In Cambodia, poor farmers like Seang cannot afford to lose crops; a third of the population lives below the national poverty line of US$0.75 a day, according to government statistics.
They kill marauding elephants with guns, sharp bamboo sticks, or by leaving out poisoned food. Sometimes, the elephants retaliate by running over people.
This time, Seang set aside his instinct to fight back, with the help of NGOs. "We need to live with them peacefully," said Seang, whose remote village of Prey Proseth lies in the southwest province of Koh Kong.
Protecting livelihoods, preserving wildlife
Conflicts between elephants and farmers are common across Asia, one factor that has caused the animal population to dwindle and farmers to lose their livelihoods.
Experts such as Sereivathana Tuy, 40, are encouraging farmers to find ways to live peacefully with the elephants. Tuy is a Cambodia-based elephant specialist at Flora and Fauna International, a wildlife non-profit organization based in Cambridge, UK.
He teaches farmers to alternate crops such as cucumbers and white radishes, which can be harvested several times a year. This gives elephants fewer chances to eat them.
Villagers have also learned to ward off elephants by planting chilli peppers around their land, rather than maiming them with weapons, as elephants dislike the smell, Tuy said.
For Tuy, both sides can preserve their ways of life. The villagers keep their harvest while the elephant population can also be conserved, he told IRIN in Koh Kong.
In Cambodia, fewer than 500 elephants are thought to roam in the wild today. In 1995, there were an estimated 2,000 wild elephants.
The clash between elephants and humans became a problem after the communist Khmer Rouge regime was ousted in 1979. In the next two decades, under-regulated development caused deforestation, forcing elephants to search for food and water on farmlands outside their traditional forests.
Some Cambodians sought expensive elephant tails, tusks and the tips of their trunks - body parts that were believed to bring power - and displayed them in their houses to show their status.
These practices led to widespread poaching, says Tuy.
As a park ranger in Cambodia in the 1990s, Tuy developed a community-based model for ending human-elephant conflicts that revolves around building trust with farmers.
Tuy's method begins with hiring teachers who teach children about elephants in four schools in remote areas.
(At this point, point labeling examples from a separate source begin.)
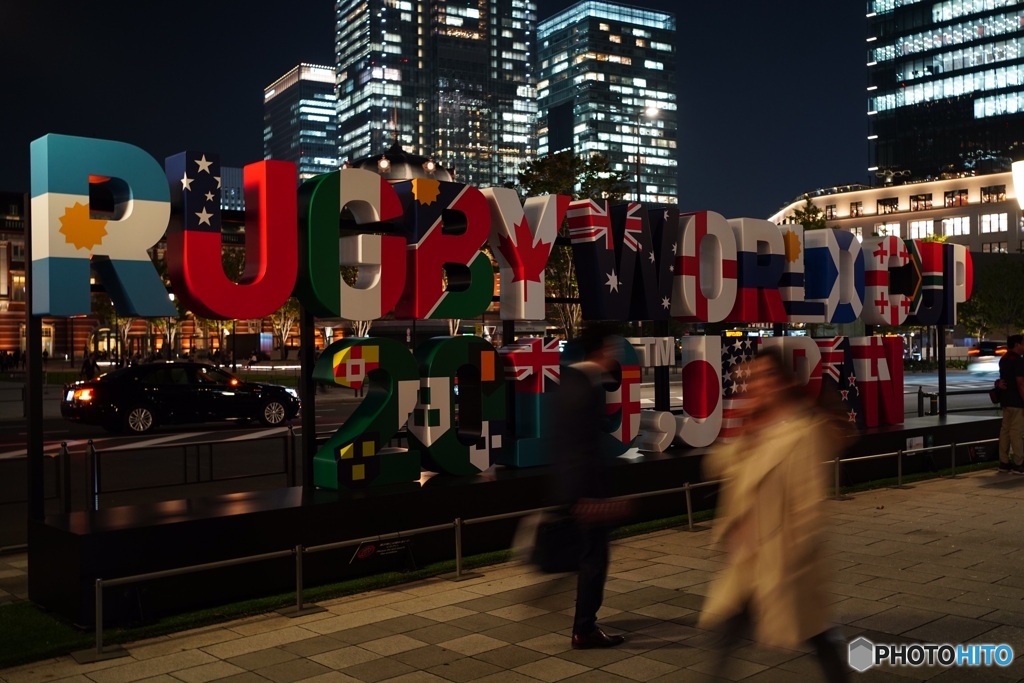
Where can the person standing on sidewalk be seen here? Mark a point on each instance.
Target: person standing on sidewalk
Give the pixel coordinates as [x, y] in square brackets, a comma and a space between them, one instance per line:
[582, 479]
[771, 520]
[1012, 400]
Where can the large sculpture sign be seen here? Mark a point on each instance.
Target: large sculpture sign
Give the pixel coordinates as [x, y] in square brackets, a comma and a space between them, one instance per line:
[417, 246]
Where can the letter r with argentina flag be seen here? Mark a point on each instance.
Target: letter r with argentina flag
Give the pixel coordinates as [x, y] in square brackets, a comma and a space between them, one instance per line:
[69, 235]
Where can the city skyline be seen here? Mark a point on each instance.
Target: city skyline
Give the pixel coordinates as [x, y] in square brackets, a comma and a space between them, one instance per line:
[770, 104]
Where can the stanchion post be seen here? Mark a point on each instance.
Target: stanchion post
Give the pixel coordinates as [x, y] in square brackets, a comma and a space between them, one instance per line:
[290, 454]
[300, 608]
[99, 616]
[99, 654]
[836, 480]
[65, 477]
[298, 578]
[458, 548]
[689, 506]
[93, 464]
[459, 575]
[837, 496]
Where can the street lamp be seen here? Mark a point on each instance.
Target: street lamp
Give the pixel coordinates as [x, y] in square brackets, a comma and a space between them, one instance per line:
[648, 113]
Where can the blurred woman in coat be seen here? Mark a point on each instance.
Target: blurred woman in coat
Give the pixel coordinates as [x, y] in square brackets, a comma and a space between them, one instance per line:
[771, 518]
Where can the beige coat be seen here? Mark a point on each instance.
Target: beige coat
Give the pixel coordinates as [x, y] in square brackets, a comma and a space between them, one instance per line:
[771, 521]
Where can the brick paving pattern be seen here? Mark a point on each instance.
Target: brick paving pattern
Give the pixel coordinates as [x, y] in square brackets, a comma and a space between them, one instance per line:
[937, 563]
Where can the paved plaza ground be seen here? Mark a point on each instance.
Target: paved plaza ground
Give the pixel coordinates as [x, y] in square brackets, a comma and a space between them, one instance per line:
[937, 563]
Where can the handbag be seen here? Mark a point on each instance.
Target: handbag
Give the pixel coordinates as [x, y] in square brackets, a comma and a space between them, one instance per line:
[556, 546]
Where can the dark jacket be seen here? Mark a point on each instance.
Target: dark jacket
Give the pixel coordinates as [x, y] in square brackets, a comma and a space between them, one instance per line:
[580, 469]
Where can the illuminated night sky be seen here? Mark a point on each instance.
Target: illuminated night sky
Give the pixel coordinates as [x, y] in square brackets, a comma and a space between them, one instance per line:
[771, 95]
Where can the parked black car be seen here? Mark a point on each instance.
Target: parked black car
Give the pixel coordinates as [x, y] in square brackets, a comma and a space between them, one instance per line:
[139, 397]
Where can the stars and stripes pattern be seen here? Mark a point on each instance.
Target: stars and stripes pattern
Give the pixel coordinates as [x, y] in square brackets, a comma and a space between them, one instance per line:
[735, 354]
[847, 385]
[201, 191]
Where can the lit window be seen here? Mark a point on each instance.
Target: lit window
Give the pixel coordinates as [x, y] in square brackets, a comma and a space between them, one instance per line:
[921, 202]
[993, 222]
[955, 198]
[885, 229]
[993, 194]
[921, 228]
[889, 205]
[956, 225]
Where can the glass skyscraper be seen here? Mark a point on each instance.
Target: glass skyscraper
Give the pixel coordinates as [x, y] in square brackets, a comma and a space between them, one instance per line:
[606, 83]
[945, 87]
[450, 80]
[300, 121]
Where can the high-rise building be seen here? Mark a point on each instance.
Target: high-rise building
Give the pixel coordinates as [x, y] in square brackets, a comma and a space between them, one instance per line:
[448, 80]
[945, 87]
[606, 83]
[300, 121]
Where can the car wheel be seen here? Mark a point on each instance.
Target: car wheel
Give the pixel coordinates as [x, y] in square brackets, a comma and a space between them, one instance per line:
[272, 413]
[139, 420]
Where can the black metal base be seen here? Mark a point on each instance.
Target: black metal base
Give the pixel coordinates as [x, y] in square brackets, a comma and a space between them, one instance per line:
[68, 553]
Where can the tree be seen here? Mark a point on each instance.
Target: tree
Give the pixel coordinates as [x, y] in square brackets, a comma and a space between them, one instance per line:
[283, 321]
[561, 174]
[996, 302]
[811, 217]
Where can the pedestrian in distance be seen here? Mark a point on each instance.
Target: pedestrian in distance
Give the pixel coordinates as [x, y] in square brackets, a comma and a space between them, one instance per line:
[770, 520]
[1011, 390]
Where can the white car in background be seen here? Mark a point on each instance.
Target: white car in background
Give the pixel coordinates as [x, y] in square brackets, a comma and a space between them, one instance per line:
[984, 356]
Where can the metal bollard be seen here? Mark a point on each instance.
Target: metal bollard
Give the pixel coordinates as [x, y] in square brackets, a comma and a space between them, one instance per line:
[689, 506]
[458, 548]
[92, 462]
[99, 616]
[298, 578]
[836, 485]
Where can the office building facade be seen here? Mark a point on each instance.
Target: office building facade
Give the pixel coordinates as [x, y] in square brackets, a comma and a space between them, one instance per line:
[606, 83]
[945, 87]
[980, 212]
[451, 81]
[300, 120]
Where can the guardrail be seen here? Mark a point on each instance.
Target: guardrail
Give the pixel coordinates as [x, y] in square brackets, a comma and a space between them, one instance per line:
[299, 551]
[933, 400]
[198, 462]
[839, 462]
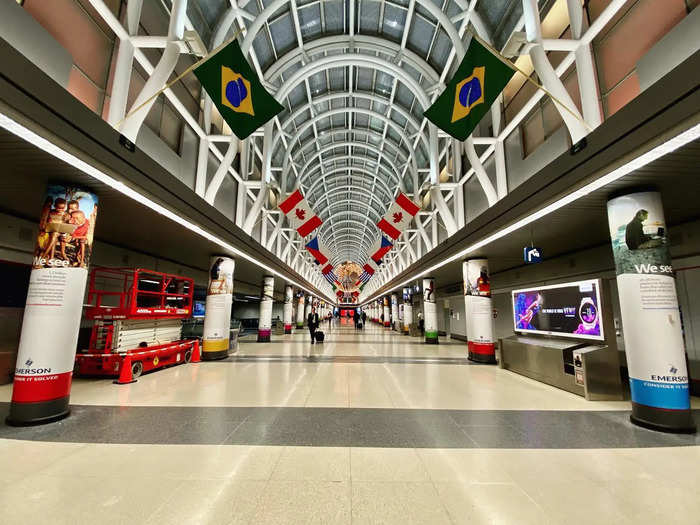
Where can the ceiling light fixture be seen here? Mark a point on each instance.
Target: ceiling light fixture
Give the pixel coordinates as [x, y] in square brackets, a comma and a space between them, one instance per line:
[639, 162]
[40, 142]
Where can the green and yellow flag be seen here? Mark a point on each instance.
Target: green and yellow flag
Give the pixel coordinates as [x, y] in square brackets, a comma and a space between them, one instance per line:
[236, 90]
[479, 80]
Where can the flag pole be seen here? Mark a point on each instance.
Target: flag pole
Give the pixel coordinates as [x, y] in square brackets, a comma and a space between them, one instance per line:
[510, 64]
[182, 75]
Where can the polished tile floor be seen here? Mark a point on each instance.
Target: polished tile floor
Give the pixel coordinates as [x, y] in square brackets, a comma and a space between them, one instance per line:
[367, 428]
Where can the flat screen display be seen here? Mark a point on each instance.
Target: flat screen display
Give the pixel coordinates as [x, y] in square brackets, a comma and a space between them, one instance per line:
[569, 310]
[198, 309]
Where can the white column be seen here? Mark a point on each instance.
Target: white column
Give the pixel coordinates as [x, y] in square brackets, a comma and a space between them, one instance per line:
[478, 311]
[266, 300]
[430, 311]
[288, 304]
[217, 309]
[46, 356]
[651, 321]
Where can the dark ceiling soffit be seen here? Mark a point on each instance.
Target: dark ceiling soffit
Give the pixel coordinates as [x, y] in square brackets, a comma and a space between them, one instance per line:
[26, 88]
[664, 105]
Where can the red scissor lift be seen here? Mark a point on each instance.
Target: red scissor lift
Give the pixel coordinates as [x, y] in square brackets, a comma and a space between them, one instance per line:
[137, 320]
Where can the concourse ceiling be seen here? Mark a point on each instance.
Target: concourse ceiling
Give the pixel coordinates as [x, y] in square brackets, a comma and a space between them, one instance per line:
[352, 74]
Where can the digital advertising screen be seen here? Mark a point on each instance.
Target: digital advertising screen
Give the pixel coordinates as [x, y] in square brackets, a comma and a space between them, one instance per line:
[569, 310]
[198, 309]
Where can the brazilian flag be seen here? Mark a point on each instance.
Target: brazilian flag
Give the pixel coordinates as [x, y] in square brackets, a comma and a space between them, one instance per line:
[236, 90]
[479, 80]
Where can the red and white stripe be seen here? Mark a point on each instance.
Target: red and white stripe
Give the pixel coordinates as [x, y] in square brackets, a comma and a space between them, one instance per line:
[398, 217]
[300, 215]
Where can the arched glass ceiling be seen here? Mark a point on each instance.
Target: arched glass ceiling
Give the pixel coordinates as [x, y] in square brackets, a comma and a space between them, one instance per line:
[354, 77]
The children then pass the knowledge on to their parents, who are supposed to discuss it with the other villagers.
Before 2005, elephant killings were often reported to the police, who would arrest the perpetrators, then jail or fine them more than $2,000. Under Cambodian laws, poachers or elephant killers may also be jailed for 10 years.
Angry villagers said they knew of no other option to protect their land.
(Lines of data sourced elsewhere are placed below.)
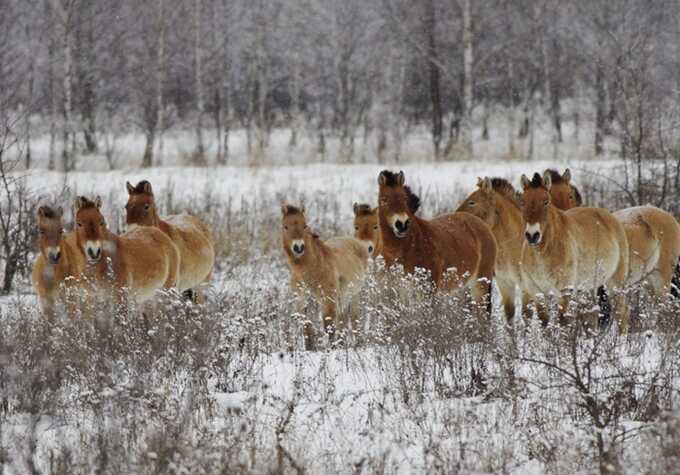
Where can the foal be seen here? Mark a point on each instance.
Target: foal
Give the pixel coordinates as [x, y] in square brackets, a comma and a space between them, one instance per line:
[494, 201]
[57, 268]
[331, 270]
[191, 236]
[579, 249]
[136, 264]
[457, 249]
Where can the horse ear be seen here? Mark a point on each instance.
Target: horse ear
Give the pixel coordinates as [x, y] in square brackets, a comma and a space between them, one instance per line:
[524, 181]
[566, 176]
[547, 180]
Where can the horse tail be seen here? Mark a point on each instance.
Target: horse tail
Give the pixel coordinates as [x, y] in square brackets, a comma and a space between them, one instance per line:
[675, 281]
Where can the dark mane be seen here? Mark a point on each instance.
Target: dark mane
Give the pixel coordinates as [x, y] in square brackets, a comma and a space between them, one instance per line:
[85, 203]
[363, 209]
[555, 176]
[142, 186]
[536, 181]
[413, 200]
[577, 196]
[47, 212]
[391, 179]
[290, 209]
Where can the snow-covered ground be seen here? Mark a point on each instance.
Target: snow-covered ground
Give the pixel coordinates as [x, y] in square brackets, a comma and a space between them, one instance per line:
[227, 388]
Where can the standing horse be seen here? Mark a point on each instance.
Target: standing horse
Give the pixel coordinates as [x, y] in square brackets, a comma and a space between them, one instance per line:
[331, 270]
[457, 249]
[57, 268]
[134, 264]
[563, 194]
[494, 202]
[653, 241]
[191, 236]
[579, 249]
[366, 227]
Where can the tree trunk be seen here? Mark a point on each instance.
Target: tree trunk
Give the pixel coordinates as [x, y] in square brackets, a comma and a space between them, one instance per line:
[160, 80]
[466, 119]
[199, 156]
[433, 70]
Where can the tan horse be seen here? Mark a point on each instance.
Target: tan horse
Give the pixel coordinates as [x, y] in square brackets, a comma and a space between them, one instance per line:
[563, 194]
[191, 236]
[57, 269]
[332, 271]
[581, 249]
[653, 239]
[494, 201]
[136, 264]
[458, 249]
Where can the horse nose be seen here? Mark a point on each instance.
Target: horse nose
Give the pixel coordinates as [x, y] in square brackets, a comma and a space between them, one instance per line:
[402, 226]
[533, 238]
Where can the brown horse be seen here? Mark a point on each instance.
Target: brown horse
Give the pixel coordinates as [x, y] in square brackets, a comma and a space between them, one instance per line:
[494, 201]
[563, 194]
[580, 249]
[135, 264]
[191, 236]
[57, 269]
[653, 240]
[366, 227]
[457, 249]
[332, 271]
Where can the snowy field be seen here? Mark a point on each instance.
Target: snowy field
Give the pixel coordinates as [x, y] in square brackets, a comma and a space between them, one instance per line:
[226, 387]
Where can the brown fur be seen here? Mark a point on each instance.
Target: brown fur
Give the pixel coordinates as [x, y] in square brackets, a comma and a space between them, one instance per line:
[457, 241]
[136, 264]
[654, 240]
[582, 248]
[331, 270]
[563, 194]
[494, 202]
[58, 267]
[191, 236]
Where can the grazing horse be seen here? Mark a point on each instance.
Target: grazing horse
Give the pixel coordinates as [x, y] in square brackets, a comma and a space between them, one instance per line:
[457, 249]
[653, 242]
[580, 249]
[494, 202]
[331, 270]
[366, 227]
[191, 236]
[134, 264]
[57, 268]
[563, 194]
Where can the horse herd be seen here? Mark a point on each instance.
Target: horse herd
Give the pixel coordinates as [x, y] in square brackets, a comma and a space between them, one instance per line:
[91, 262]
[538, 244]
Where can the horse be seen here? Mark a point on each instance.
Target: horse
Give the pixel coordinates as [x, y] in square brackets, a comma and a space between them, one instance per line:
[135, 264]
[366, 227]
[332, 270]
[456, 249]
[563, 194]
[191, 236]
[580, 249]
[654, 245]
[494, 201]
[57, 269]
The situation might be improving, however. Tuy estimates there have been between five and 10 elephant attacks on humans since 2003, and only one death since 2005 - a sign that farmers are using safer methods to drive away the elephants.
Many methods are backed by empirical evidence. One study last year found that "community-based crop-guarding methods" - the sort of collective guarding using traditional tools that Tuy teaches to villagers - warded off elephants in about 90 percent of attempted raids around Way Kambas National Park, on the island of Sumatra, Indonesia.
"It ties in with a growing realization that a lot of the top-down methods haven't worked especially well," Simon Hedges, Asian elephant coordinator at the New York-based Wildlife Conservation Society (WCS), told IRIN from London.
"It's not really realistic for all communities across... Africa and Asia to expect that the government is going to deal with elephants for them," he added.